In effetti si poteva inturire  che da un campione di studio  rappresentato da una ventina di individui (rappresentativo di che?) non si potessero trarre conclusioni statistiche scientificamente accettabili, come invece voleva farci intendere Lindstrom. Senza contare il riferimento al neuroimagin(fMRI).


E infatti pochi giorni dopo due specialisti di neuroimaging, Russ Poldrack e Tal Yarkoni, hanno definito l'editoriale del New York Times una emerita fesseria. Per dirla in parole semplici, come Russ e altri hanno più volte sottolineato, il fatto che una determinata regione del cervello si attivi quando le persone sono in uno stato psicologico particolare (ad esempio, l'amore) non ti dà licenza a concludere che questo stato è presente solo perché si vede l'attività nella regione corrispondente.
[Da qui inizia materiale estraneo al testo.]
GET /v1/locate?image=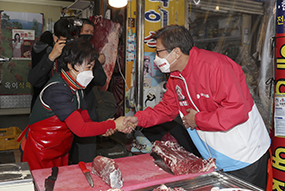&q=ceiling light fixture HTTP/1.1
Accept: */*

[108,0,128,8]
La corteccia insulare, in questo caso, è stimolata dal linguaggio, dalla memoria di lavoro, dal dolore fisico, dalla rabbia, dalla percezione visiva, dal sequenziamento e dal recupero della memoria: sapere che l'insula è attiva è di poco valore diagnostico.

Così, concludono i due scienziati, prima di parlare si dovrebbe fare attenzione ad affermare che uno studio fatto con la risonanza magnetica funzionale dimostri che le persone siano dipendenti da qualcosa.